Meet the Nürburgring Record Holding Mercedes-AMG ONE — With Video

Mercedes’ people took our phones away before ushering us into a heavily-guarded garage at Spain’s Monteblanco racetrack, where, finally, we were given an up-close and personal tour of the $3.1 million (2.275 million euro) Mercedes-AMG ONE. Friends, we weren’t ready. At SHARP HQ, we’ve seen and driven more than our fair share of multi-million dollar supercars. We’re a little jaded, perhaps. But this is straight up the most ambitious, most daring supercar we’ve ever laid eyes on.

All the cloak-and-dagger secrecy felt almost justified. The AMG ONE is nuts. It’s not a car; it’s a spaceship. It’s also the new Nürburgring Record holder, as you can see from its blistering hot lap below. The fact that it managed to hit a time of 6:35 on a damp track (14 seconds faster than a Porsche 911 GT3 RS, which ran on a dry track) is absolutely incredible.

Racetrack times aside, there’s a lot to take in when looking at the ONE up close. Pop open the two ultralight carbon panels covering the engine bay, and what you see looks like the inner-workings of some top-secret NASA jet.
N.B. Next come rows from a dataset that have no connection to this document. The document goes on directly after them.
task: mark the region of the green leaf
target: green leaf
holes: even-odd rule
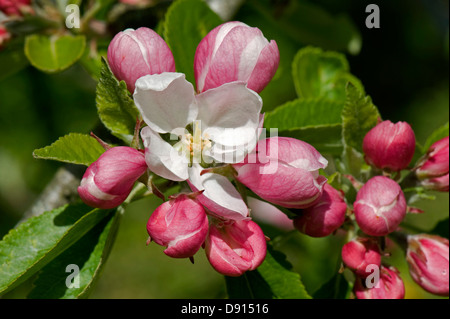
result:
[[[125,142],[131,142],[139,111],[129,96],[124,81],[117,81],[102,58],[102,69],[97,84],[96,105],[100,120],[111,133]]]
[[[425,145],[422,148],[423,153],[426,153],[430,148],[430,146],[433,145],[435,142],[439,141],[440,139],[443,139],[448,135],[449,135],[449,128],[447,122],[443,126],[436,129],[433,133],[431,133],[431,135],[428,137],[427,141],[425,142]]]
[[[349,284],[343,274],[336,273],[329,281],[322,285],[313,295],[314,299],[346,299]]]
[[[13,75],[28,65],[28,60],[23,53],[23,43],[10,42],[6,48],[0,50],[0,81]]]
[[[169,8],[165,20],[165,36],[172,50],[177,72],[195,83],[194,57],[200,41],[222,20],[202,0],[177,0]]]
[[[343,101],[325,98],[297,99],[267,112],[264,126],[277,128],[279,136],[293,137],[327,154],[342,154]]]
[[[71,164],[89,166],[95,162],[105,149],[89,135],[70,133],[60,137],[53,144],[33,152],[35,158],[51,159]]]
[[[0,293],[30,278],[111,213],[65,205],[12,229],[0,241]]]
[[[264,126],[279,131],[341,124],[344,102],[323,98],[287,102],[264,116]]]
[[[286,256],[270,246],[264,262],[240,277],[225,277],[231,299],[311,299],[300,275],[292,272]]]
[[[365,96],[352,83],[348,83],[347,99],[342,110],[342,136],[346,146],[362,152],[367,132],[377,125],[380,114],[369,96]]]
[[[34,288],[28,298],[88,297],[111,251],[120,216],[119,211],[107,216],[79,241],[45,266],[34,282]],[[67,277],[73,272],[73,270],[66,271],[68,265],[79,267],[78,287],[67,287]]]
[[[295,89],[301,98],[345,100],[347,82],[362,89],[361,82],[350,74],[347,59],[342,53],[303,48],[294,58],[292,71]]]
[[[29,35],[25,38],[25,55],[41,71],[60,72],[74,64],[83,55],[86,39],[78,36]]]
It’s raw, the opposite of the sterile S-Class, which purposefully hides all of its grubby mechanical bits. Here, everything is exposed. There are wires, coolant hoses, meticulous metal fittings, lots of cabon-fibre and titanium, and it’s all on display, packaged with the attention to detail and lightweight efficiency normally only seen in the aerospace industry — or, perhaps in Formula 1.

The car that would eventually become the Mercedes-AMG ONE was originally unveiled way back in 2017, but it’s taken until now to get the first of 275 production models rolling out the factory and into customers’ hands. Each owner paid 2.275 million euros ($3.1 million of our Canadian dollars) before taxes, and, sorry, the cars are sold out.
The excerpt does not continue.